Beefy Boxes and Bandwidth Generously Provided by pair Networks
Clear questions and runnable code
get the best and fastest answer

database design question

by nop (Hermit)
on Feb 07, 2003 at 10:54 UTC ( #233430=perlquestion: print w/replies, xml ) Need Help??
nop has asked for the wisdom of the Perl Monks concerning the following question:

Hi, gang.
I'm working on a database app that generates web content for third-party sites. The same general content is often pushed to multiple (between 3 and 10) third-party sites. These 3rd party partner sites accept content in various ways: some through flat text feeds, some through XML, etc. For the same general submission, each partner requires (slightly) different data in a slightly different format (some take two fields, some three or four; some take wider lines, some shorter; etc). On my side, I store the generic submission concept in our database. What I also want to store is, for each specific submission, the actual submission sent to each partner. There's no hope I could get the partners to agree on a standard submission format; I'm stuck with catering to each of their particularities.
Here are the options I've considered:
  • Have a table 'submitted', and try to cram the various partners in one table using a variety of dedicated and semi-dedicated columns. This seems bad as the format varies by partner, so the modules using this table will have to hardcode logic like 'For partner1, don't use col7', etc. Yuck.
  • Have a table for each partner. While this allows me to keep the right structure for each partner, it makes the joins a mess. Yuck.
  • Store all the submissions in one table in using chunks of XML, letting the XML handle the partner-specific structure. Possible.
  • Store all the submissions in one table in using chunks of perl code, letting the perl code generate and describe the partner-specific structure. Yuck. Storing perl in a database seems wrong.
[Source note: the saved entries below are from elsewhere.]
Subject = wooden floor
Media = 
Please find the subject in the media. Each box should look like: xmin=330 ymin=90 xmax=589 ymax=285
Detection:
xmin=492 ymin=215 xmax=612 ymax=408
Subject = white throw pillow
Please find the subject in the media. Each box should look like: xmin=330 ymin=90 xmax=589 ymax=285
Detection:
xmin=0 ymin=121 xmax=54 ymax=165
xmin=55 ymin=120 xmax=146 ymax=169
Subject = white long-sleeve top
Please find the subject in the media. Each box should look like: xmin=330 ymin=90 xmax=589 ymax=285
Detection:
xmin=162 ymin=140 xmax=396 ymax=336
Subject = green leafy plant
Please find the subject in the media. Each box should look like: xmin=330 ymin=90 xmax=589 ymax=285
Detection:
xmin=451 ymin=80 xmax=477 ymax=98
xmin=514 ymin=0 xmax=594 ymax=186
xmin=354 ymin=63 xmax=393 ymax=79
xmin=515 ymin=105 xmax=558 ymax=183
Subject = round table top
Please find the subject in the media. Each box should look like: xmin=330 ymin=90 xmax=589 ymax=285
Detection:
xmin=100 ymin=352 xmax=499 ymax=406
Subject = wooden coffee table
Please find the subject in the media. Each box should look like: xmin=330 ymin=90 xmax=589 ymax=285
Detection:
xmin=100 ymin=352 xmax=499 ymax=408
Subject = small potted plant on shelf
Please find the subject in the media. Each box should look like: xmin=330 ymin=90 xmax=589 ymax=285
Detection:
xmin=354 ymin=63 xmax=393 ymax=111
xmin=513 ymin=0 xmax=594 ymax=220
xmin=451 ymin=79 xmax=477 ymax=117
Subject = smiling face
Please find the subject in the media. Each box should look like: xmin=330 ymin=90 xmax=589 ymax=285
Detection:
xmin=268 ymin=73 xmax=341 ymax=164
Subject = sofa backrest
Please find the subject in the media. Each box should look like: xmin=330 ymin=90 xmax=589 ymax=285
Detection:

Any suggestions from the gang most highly appreciated.
And if XML is the way to go, any comments on smart vs. dumb ways to encode via XML appreciated.



Replies are listed 'Best First'.
Re: database design question
by steves (Curate) on Feb 07, 2003 at 12:29 UTC

    I manage this exact scenario for 20-30 partners. In my case the source data is essentially all the same -- they want our content sliced and diced in a way they've defined. They define what they want (which tables/columns of ours to query), what to call it (their tags), and what format they want it in (XML, delimited, CSV, fixed width, etc.). I built a tool set that does data transforms using an input/filter/output model. The inputs and outputs are primarily wrappers around existing CPAN modules: e.g., database tables using DBI; Excel using Spreadsheet::ParseExcel and Spreadsheet::WriteExcel; XML using a templating system we wrote around several existing Perl XML systems; etc. -- you get the idea.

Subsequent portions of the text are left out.